The Pound suffered a sharp decline on Thursday morning as a direct result of poor UK GDP data. Cable suffered the most as the pair dropped to its lowest levels since December 2020. September’s 3-Month Average GDP came out at a disappointing 1.3%, despite being forecasted at 1.5%. The YoY figure missed expectations by 0.1%, printing a final figure of 5.3%; and Q3 preliminary GDP Growth Rate figures also missed forecasts by 0.2%, coming in at 6.6%. Reports suggest that “supply issues” were one of the main contributing factors to the UK’s lack of expansion. Yesterday’s release also showed that Britain is “2.1% smaller than at the end of 2019”.
GBPUSD started Thursday trading at 1.3390 and depreciated massively. Cable finally ended the session at 1.3382.
The Dollar was able to maintain its new-found strength off the back of high inflation numbers on Wednesday. With CPI at its highest for 30 years the market has inevitably boosted its expectations that Powell and the Federal Reserve will “tighten monetary policy sooner than most other major central banks”. On Wednesday St Louis Fed President James Bullard said that he’s expecting the US Central Bank to hike its benchmark rate twice in 2022 – after it’s finished with winding down its bond-buying program. If chances that the Fed will hike rates first increases, it’s more than likely the Dollar will see further gains.

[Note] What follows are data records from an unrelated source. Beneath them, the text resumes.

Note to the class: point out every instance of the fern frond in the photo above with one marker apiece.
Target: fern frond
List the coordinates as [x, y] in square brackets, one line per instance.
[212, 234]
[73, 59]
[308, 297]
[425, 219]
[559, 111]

EURUSD fell further yesterday as the Dollar strengthened. The pair started at 1.1470 and closed at 1.1465
On the data front, the markets focus will be November’s preliminary Michigan Consumer Sentiment, forecasted at 72.4. Also today, at 10:00 Eurozone Industrial Production is expected at 4.1%. Then at 14:00 the Bank of England’s Haskel will be speaking, followed by the Fed’s Williams at 17:10.
GBPEUR traded in a tight range on Thursday. The pair opened at 1.1674 and closed not far off at 1.1673.